波乱の人生をたどった高祖父の大泉安定、通称善八さん。戊辰戦争で仙台藩が敗れると、職も住む場所も失い、北海道への移住を決意します。しかし北海道へ渡る際にも、大きな海難事故に巻き込まれ…。
北海道では、善八さんの息子・安行さん(洋さんの曽祖父)が誕生します。安行さん、そしてその息子の恒三さん(洋さんの祖父)は、裁判所の書記を務めていたことが分かりました。
大泉洋さんの祖父の恒三さん
祖父の恒三さんと暮らしていた時期もあったと話す大泉さんは、彼らの当時の生活をたどるVTRや、大泉さんも見たことがなかったという写真を見て、思い出を語ってくれました。
「戦争の最前線にいたとは知らなかった」
一方、母方のルーツは、愛媛県松山市にありました。番組は、自分の曽祖父が大泉さんと同じく清水肇さんだという親戚を見つけ、肇さんが松山市駅の駅長をしていたことを聞きました。
当時の松山市駅
肇さんもまた、歴史の濁流にのみ込まれたひとりでした。防衛研究所の明治37年の資料によると、肇さんは日露戦争の真っただ中、激戦として知られる旅順攻囲戦に参加。さらには、その息子であり大泉さんの祖父・泰(ゆたか)さんも後の戦争に翻弄されるのです。
大泉さんは、残されていた数々の資料に驚きながらしばし絶句。「戦争の最前線にいたことは知らなかった…」と静かにつぶやきます。
そして戦争に翻弄され、職を失った泰さんもまた、家族を養うため北海道に新天地を求めたのでした。
大泉さんの祖父・泰さんの妻シズコさんはハワイ育ち。なぜハワイの女性と結婚したのか番組をお楽しみに!
洋さんの母・正子さんが、北海道へ移住した当時の生活を振り返って語るインタビューには、思わず涙ぐむ大泉さん。“母親のつらかった時代”をかみしめるようにVTR画面を見つめていました。
青春時代の純情がよみがえる!ご両親のなれそめ秘話
さまざまな困難や歴史の荒波にのまれてきた先祖のファミリーヒストリーに感情を揺さぶられる大泉さん。しかし、さらなる驚きのVTRが待っていました!

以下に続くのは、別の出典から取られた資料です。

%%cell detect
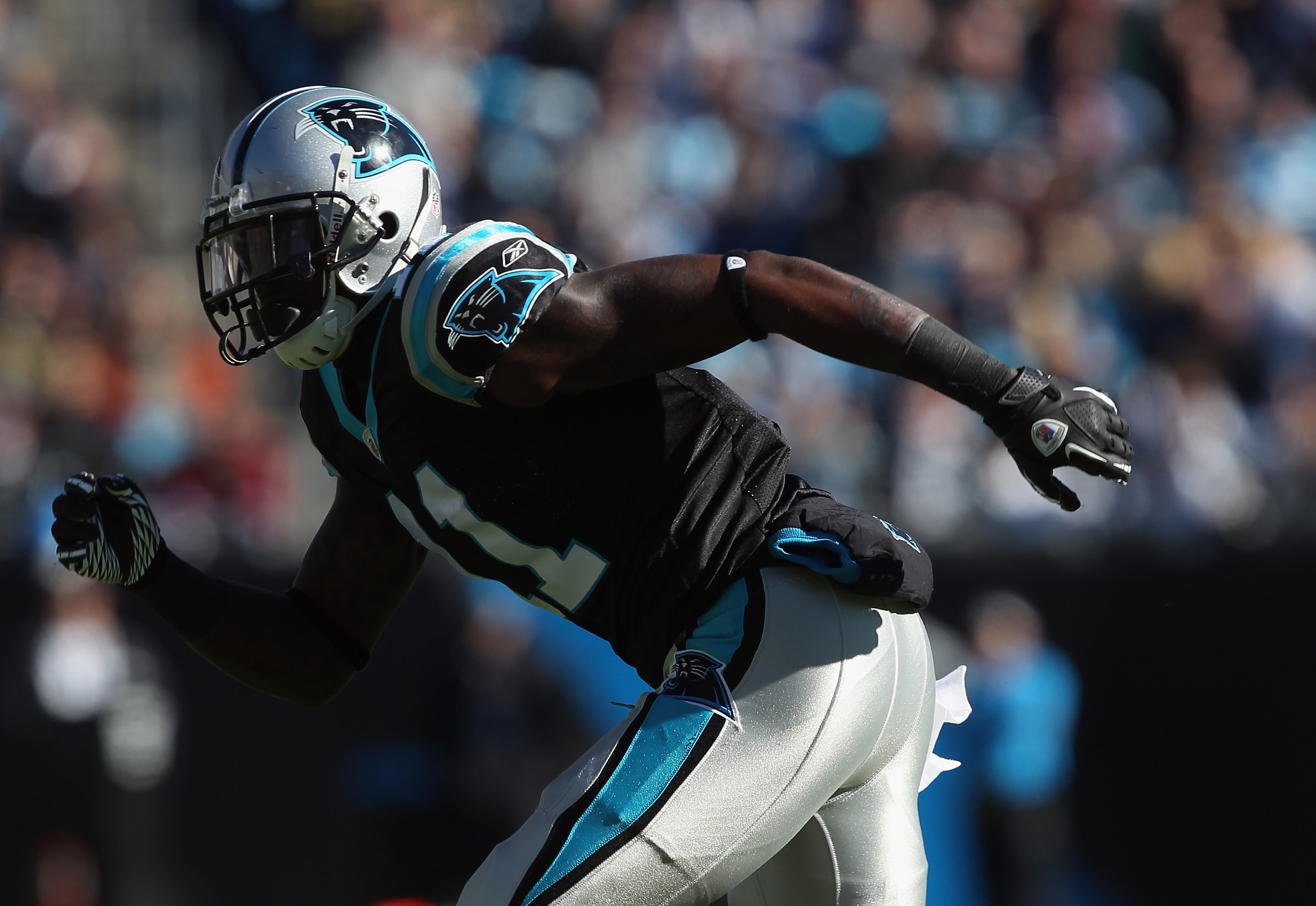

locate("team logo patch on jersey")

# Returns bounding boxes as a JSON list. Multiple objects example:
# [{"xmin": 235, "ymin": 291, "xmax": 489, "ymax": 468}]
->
[
  {"xmin": 1033, "ymin": 419, "xmax": 1069, "ymax": 456},
  {"xmin": 295, "ymin": 97, "xmax": 434, "ymax": 179},
  {"xmin": 444, "ymin": 267, "xmax": 563, "ymax": 348},
  {"xmin": 878, "ymin": 519, "xmax": 923, "ymax": 553},
  {"xmin": 658, "ymin": 648, "xmax": 740, "ymax": 727}
]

今回は、大泉さんの父・恒彦さんのご協力のもと、恒彦さんが長年書き記していた日記も見せてもらいました。
大泉さんのご両親。父・恒彦さん、母・正子さん
「日記書いてたの?オヤジが!?」と驚く大泉さん。実はそこには、正子さんとどのように交際が発展していったのか、事細かに青春時代の心情が綴られていたのです…!
若いころのご両親
思いもよらないご両親のなれそめのディテールに、大泉さんも「ファミヒスってこんな番組だったっけ?」と大慌て。

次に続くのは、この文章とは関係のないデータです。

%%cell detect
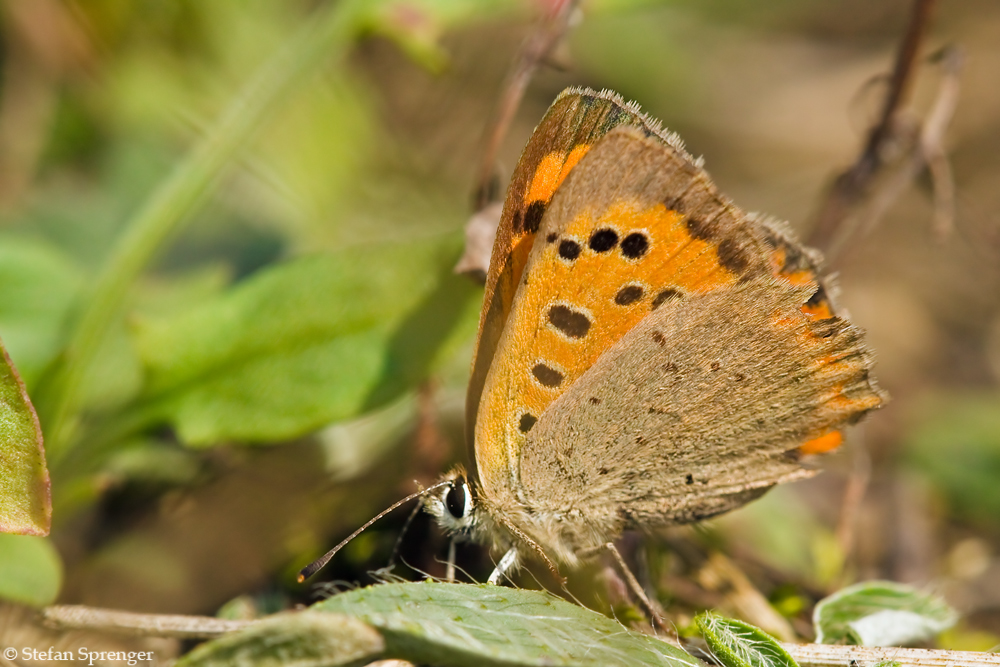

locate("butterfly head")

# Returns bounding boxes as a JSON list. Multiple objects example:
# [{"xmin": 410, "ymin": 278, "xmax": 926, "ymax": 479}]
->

番組終盤は、お二人のなれそめに続き、ともに教職に就いた教師としての葛藤や挫折、そして息子・洋さんへの思いもご紹介します。父・恒彦さんの熱い思いと、母・正子さんの温かいエピソードも必見です!
VTRが終わると、大泉さんは「こっぱずかしかったけどなんか涙出た!」と泣き笑い。VTR中の大泉さんの表情にも注目しながら、大泉家の絆にご注目ください!
◤取材を終えて 影嶋裕一ディレクター◢
今回のファミリーヒストリーは、父方、母方の先祖が北海道に渡るまでの道のりと、戊辰戦争や日露戦争などの歴史上の大きな出来事がリンクしているところが特徴だと思います。そのため取材では、北海道や宮城や愛媛に何度も足を運び、親戚や知人の証言を集め、地元に残る資料を徹底調査。また、戦争に関わる資料も集めるなど…違う番組を4本くらい掛け持ちして制作しているような感覚になりました。それだけ多岐にわたる事柄が凝縮された内容になっていると思います。

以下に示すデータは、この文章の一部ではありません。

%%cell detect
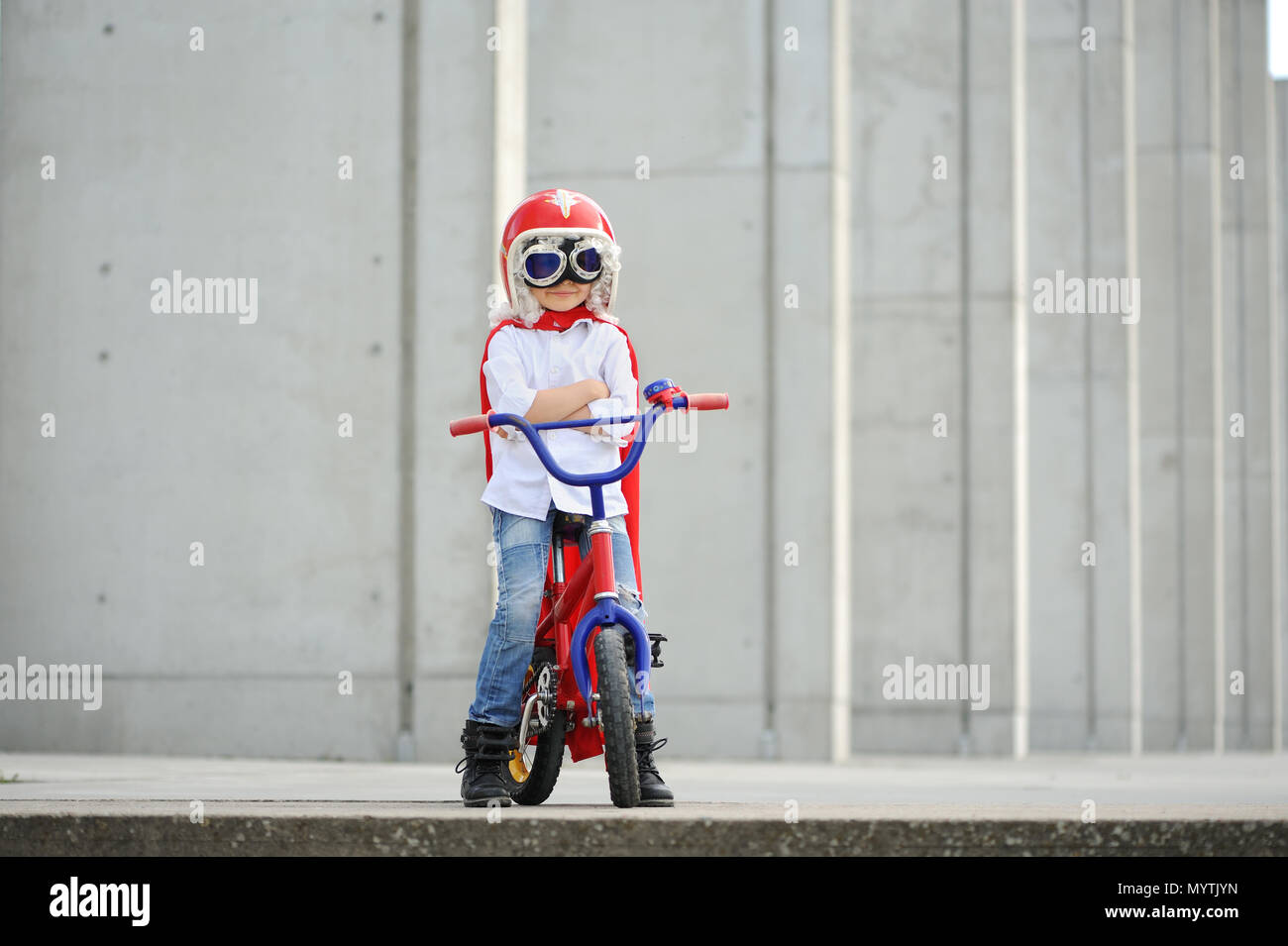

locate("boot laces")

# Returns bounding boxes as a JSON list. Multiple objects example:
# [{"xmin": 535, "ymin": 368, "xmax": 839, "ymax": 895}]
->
[{"xmin": 635, "ymin": 736, "xmax": 666, "ymax": 775}]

中でもドラマチックだなと思ったのは、希望を持って北海道に移住したけれどすぐに成功するわけではないというところでした。逆境を乗り越え、その越えた先に希望を見つけるというのが、父方、母方のどちらの家にも共通してあったので、その力強く生き続けた結果がご両親の出会いに、ひいてはお父さまの日記につながったのだと感じました。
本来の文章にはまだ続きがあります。